A highly unreasonable solution for when you want to split precisely once (bonus: it preserves the case of the separator found too, so you know what you actually split on):

teststr = "hI MY NAME iS FoO bar"
blen, _, alen = map(len, teststr.casefold().partition("foo"))
before, sep, after = teststr[:blen], teststr[blen:-alen], teststr[-alen:]
print([before, sep, after])

which outputs (including the original separator from the string, which you can discard if you like):

['hI MY NAME iS ', 'FoO', ' bar']

Try it online!

Similar code could be written with teststr.casefold().index("foo") plus slices based on the index and the length of the separator; I like partition doing more of the work for me (and working branchlessly whether or not the separator appears in the string), but it's purely personal preference.

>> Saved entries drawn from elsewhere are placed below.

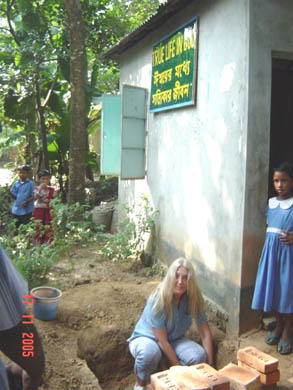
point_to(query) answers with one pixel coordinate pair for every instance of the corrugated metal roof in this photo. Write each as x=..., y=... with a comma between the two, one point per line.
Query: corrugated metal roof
x=161, y=16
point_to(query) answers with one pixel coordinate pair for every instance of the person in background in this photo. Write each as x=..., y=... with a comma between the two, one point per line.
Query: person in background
x=273, y=287
x=42, y=211
x=166, y=318
x=26, y=370
x=22, y=192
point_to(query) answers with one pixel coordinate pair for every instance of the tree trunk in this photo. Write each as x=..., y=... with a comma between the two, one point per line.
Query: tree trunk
x=43, y=128
x=77, y=79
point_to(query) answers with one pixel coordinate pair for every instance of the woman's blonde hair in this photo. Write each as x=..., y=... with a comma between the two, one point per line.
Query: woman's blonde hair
x=163, y=295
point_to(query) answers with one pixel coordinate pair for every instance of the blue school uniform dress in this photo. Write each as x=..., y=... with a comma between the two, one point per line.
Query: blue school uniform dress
x=273, y=286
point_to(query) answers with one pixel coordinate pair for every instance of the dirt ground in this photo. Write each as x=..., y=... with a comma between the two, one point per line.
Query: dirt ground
x=105, y=299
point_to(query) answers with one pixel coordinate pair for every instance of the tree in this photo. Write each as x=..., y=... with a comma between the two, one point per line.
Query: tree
x=78, y=115
x=35, y=76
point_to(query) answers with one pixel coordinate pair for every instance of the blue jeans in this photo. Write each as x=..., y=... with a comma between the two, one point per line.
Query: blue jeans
x=147, y=354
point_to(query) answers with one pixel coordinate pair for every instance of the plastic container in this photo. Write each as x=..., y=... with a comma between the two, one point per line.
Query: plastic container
x=46, y=300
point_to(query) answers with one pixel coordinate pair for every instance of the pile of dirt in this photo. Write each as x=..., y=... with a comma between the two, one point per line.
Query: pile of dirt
x=100, y=305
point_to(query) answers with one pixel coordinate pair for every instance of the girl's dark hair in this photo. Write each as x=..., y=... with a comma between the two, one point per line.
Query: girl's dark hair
x=285, y=167
x=23, y=168
x=43, y=173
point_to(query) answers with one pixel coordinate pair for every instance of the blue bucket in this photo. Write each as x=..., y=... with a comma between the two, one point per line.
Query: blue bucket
x=46, y=300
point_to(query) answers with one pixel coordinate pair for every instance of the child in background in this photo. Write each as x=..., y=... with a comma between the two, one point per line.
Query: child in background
x=22, y=192
x=273, y=287
x=42, y=211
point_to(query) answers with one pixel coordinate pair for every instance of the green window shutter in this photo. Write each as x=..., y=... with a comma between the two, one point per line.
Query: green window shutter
x=111, y=135
x=133, y=132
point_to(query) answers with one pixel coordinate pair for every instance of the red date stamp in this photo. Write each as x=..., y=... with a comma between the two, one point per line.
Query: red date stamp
x=28, y=338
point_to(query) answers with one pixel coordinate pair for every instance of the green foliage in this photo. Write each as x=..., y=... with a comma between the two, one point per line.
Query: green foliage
x=71, y=224
x=156, y=269
x=34, y=42
x=138, y=223
x=5, y=204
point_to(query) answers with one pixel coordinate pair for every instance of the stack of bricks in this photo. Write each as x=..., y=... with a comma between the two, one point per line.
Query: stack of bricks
x=255, y=371
x=265, y=365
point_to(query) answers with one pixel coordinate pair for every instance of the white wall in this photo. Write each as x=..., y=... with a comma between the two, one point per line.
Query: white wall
x=196, y=156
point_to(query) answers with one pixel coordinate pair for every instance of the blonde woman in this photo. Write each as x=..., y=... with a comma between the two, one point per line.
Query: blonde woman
x=166, y=317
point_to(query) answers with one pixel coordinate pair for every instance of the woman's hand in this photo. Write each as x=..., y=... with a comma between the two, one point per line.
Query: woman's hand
x=207, y=341
x=286, y=237
x=161, y=336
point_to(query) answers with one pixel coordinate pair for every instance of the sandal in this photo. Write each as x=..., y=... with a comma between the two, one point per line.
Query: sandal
x=284, y=347
x=272, y=339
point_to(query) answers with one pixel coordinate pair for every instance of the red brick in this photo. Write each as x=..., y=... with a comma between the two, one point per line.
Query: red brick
x=215, y=380
x=261, y=361
x=269, y=387
x=265, y=379
x=240, y=378
x=178, y=379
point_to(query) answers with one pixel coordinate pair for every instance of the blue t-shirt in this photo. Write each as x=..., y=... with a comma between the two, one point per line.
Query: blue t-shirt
x=176, y=328
x=22, y=191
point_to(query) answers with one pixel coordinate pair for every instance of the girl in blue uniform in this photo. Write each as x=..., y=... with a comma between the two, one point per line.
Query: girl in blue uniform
x=273, y=287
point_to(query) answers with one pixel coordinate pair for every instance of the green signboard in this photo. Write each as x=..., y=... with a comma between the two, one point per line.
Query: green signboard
x=174, y=68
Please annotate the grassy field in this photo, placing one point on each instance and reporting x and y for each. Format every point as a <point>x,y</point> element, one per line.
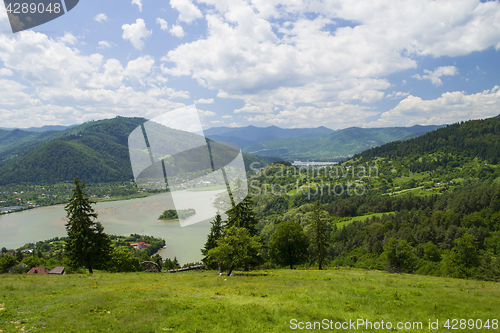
<point>205,302</point>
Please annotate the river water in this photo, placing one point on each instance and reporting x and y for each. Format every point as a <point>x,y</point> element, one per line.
<point>135,216</point>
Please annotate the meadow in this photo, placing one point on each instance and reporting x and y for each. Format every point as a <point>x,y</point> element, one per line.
<point>258,301</point>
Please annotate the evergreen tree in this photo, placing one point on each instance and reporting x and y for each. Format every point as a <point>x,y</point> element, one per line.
<point>319,227</point>
<point>87,244</point>
<point>242,216</point>
<point>237,249</point>
<point>216,233</point>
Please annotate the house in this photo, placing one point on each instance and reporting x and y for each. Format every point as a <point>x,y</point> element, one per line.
<point>58,270</point>
<point>38,270</point>
<point>140,245</point>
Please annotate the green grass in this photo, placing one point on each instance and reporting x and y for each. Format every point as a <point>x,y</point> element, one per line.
<point>205,302</point>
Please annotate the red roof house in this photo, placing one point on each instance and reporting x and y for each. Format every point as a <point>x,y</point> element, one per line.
<point>140,245</point>
<point>38,270</point>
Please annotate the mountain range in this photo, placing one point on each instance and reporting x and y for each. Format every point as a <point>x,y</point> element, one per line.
<point>250,135</point>
<point>97,151</point>
<point>336,145</point>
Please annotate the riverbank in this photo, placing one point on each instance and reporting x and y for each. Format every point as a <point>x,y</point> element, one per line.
<point>123,217</point>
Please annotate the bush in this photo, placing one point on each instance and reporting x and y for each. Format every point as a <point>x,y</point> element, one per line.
<point>121,260</point>
<point>19,269</point>
<point>6,262</point>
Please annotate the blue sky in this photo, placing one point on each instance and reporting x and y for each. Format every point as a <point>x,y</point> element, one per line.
<point>288,63</point>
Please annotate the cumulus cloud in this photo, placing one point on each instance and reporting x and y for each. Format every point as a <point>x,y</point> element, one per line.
<point>6,72</point>
<point>448,108</point>
<point>163,24</point>
<point>138,3</point>
<point>68,38</point>
<point>204,101</point>
<point>104,44</point>
<point>188,12</point>
<point>100,17</point>
<point>136,33</point>
<point>58,76</point>
<point>268,54</point>
<point>435,76</point>
<point>177,31</point>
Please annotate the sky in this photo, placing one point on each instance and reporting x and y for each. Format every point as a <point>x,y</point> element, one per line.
<point>289,63</point>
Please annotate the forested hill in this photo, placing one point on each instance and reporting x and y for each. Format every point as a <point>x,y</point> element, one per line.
<point>470,139</point>
<point>96,151</point>
<point>337,145</point>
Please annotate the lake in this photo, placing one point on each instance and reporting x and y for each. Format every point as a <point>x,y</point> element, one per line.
<point>135,216</point>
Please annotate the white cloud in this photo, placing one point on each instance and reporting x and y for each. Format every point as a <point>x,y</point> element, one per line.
<point>398,94</point>
<point>448,108</point>
<point>138,3</point>
<point>435,76</point>
<point>177,31</point>
<point>136,33</point>
<point>204,113</point>
<point>163,24</point>
<point>268,54</point>
<point>204,101</point>
<point>100,17</point>
<point>188,12</point>
<point>6,72</point>
<point>68,38</point>
<point>104,44</point>
<point>138,69</point>
<point>13,94</point>
<point>64,86</point>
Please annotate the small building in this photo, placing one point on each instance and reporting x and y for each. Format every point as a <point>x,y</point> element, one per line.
<point>57,270</point>
<point>38,270</point>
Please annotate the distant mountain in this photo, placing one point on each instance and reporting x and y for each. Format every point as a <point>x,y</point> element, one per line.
<point>337,145</point>
<point>250,135</point>
<point>45,128</point>
<point>96,151</point>
<point>452,146</point>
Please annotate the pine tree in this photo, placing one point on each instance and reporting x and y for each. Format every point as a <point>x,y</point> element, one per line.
<point>320,233</point>
<point>242,216</point>
<point>216,233</point>
<point>87,244</point>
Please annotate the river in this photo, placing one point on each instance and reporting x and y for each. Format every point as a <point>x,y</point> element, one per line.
<point>124,217</point>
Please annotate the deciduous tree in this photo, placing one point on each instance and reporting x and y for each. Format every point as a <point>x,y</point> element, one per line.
<point>319,231</point>
<point>238,248</point>
<point>288,245</point>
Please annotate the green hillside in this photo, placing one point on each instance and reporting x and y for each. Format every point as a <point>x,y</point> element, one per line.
<point>95,151</point>
<point>246,136</point>
<point>264,301</point>
<point>335,146</point>
<point>429,205</point>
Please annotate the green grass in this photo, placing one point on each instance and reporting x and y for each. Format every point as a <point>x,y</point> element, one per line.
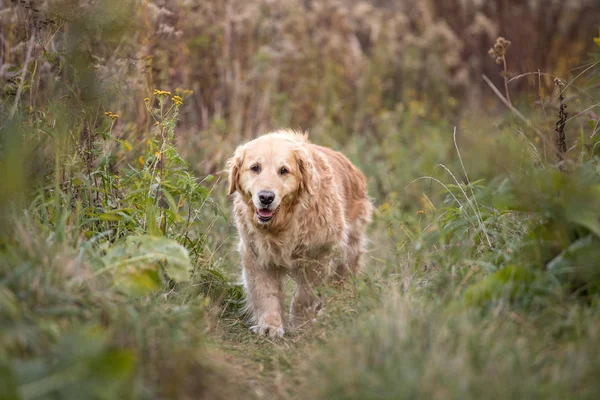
<point>118,269</point>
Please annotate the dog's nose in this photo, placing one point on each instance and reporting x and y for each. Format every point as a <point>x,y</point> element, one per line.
<point>266,197</point>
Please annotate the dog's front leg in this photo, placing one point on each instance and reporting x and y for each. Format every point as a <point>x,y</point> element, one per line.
<point>264,295</point>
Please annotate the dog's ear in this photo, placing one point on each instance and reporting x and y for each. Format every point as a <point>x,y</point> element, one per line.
<point>306,168</point>
<point>234,164</point>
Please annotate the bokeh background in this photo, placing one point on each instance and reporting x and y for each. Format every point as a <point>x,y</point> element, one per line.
<point>117,118</point>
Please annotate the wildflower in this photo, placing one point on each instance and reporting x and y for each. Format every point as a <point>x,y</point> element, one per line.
<point>177,100</point>
<point>111,115</point>
<point>184,92</point>
<point>161,93</point>
<point>384,207</point>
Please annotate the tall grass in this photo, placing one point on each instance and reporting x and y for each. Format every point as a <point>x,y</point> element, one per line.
<point>117,256</point>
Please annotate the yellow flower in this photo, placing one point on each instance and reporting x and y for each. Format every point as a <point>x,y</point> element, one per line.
<point>161,93</point>
<point>184,92</point>
<point>384,207</point>
<point>111,115</point>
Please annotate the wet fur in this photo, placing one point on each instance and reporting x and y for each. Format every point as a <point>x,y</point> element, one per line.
<point>317,233</point>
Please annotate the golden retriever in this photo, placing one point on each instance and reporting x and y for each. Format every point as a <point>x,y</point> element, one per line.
<point>300,210</point>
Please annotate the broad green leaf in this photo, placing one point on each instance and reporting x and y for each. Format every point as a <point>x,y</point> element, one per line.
<point>136,262</point>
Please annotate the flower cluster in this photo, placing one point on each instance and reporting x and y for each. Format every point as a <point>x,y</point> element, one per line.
<point>184,92</point>
<point>177,100</point>
<point>498,51</point>
<point>111,115</point>
<point>161,93</point>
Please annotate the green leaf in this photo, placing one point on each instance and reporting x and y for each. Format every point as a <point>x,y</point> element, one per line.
<point>136,262</point>
<point>510,281</point>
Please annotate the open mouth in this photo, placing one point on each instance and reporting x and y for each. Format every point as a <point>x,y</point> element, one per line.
<point>265,214</point>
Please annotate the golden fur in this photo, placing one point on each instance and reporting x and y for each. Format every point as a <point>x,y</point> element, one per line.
<point>316,229</point>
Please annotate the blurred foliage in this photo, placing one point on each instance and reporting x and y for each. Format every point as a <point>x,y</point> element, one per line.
<point>115,257</point>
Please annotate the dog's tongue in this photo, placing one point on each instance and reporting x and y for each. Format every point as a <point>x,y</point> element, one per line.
<point>265,212</point>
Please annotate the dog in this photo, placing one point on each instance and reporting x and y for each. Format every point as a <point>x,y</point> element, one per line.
<point>300,210</point>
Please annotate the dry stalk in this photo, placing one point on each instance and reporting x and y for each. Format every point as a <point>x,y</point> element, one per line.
<point>498,53</point>
<point>561,141</point>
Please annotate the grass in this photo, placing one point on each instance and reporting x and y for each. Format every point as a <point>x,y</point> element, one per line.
<point>118,269</point>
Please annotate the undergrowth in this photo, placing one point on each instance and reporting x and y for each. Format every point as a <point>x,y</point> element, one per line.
<point>118,273</point>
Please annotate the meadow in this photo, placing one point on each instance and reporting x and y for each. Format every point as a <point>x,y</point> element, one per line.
<point>476,125</point>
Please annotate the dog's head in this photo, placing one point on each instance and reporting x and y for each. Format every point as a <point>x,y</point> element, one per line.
<point>271,173</point>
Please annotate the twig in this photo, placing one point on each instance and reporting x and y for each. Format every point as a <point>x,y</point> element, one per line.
<point>518,114</point>
<point>13,111</point>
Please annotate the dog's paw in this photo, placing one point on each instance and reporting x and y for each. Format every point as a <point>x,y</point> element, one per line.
<point>268,330</point>
<point>270,326</point>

This could be adapted to splitting an arbitrary number of times (but losing the separators since str.split discards them, unlike str.partition) with itertools helpers:

from itertools import accumulate, pairwise  # On 3.10+, pairwise is a built-in, pre-3.10, you'd use the pairwise recipe from itertools docs
                                            # accumulate only accepts an initial argument
                                            # on 3.8+, but you can fake it with chain before that

teststr = "hI MY NAME iS FoO bar aNd I LOvE fOoD!"
components = [teststr[s+i*3:e+i*3] 
              for i, (s, e) in enumerate(pairwise(accumulate(map(len, teststr.casefold().split("foo")), initial=0)))]
print(components)

which produces:

['hI MY NAME iS ', ' bar aNd I LOvE ', 'D!']

Try it online!

To be clear, the first solution is unreasonable, and the second solution is insane. I post this largely for illustration; this is a case where the non-regex solutions are nuts, so even if you agree with me that regex should be avoided when possible, this is a case to bite the bullet and use them.

Answer 2

This is not the exact answer but the solution based on the question. After searching awhile on the net I implemented the following.

This is my custom tag (see how to do it).

from django.template.defaultfilters import register
from django.utils.html import escape
from django.utils.safestring import mark_safe

@register.simple_tag
def highlight(string, entry, prefix, suffix):
    string = escape(string)
    entry = escape(entry)
    string_upper = string.upper()
    entry_upper = entry.upper()
    result = ''
    length = len(entry)
    start = 0
    pos = string_upper.find(entry_upper, start)
    while pos >= 0:
        result += string[start:pos]
        start = pos + length
        result += prefix + string[pos:start] + suffix
        pos = string_upper.find(entry_upper, start)
    result += string[start:len(string)]
    return mark_safe(result)

It accepts unsafe string and returns the escaped result.

Use it this way:

<span class="entityCode">{% highlight entity.code search_text '<span class="highlighted">' '</span>' %}</span>

I use a nested <span> to inherit all the style. And it shows something like

Answer 3

You can also search for something and get the startposition of the keyword. I would recommend that and cut it with "substring" method out. (I am from C# so i dont know whats the method in this language)

Answer 4

You can use the re.split function with the re.IGNORECASE flag (or re.I for short):

>>> import re
>>> test = "hI MY NAME iS FoO bar"
>>> re.split("foo", test, flags=re.IGNORECASE)
['hI MY NAME iS ', ' bar']
>>>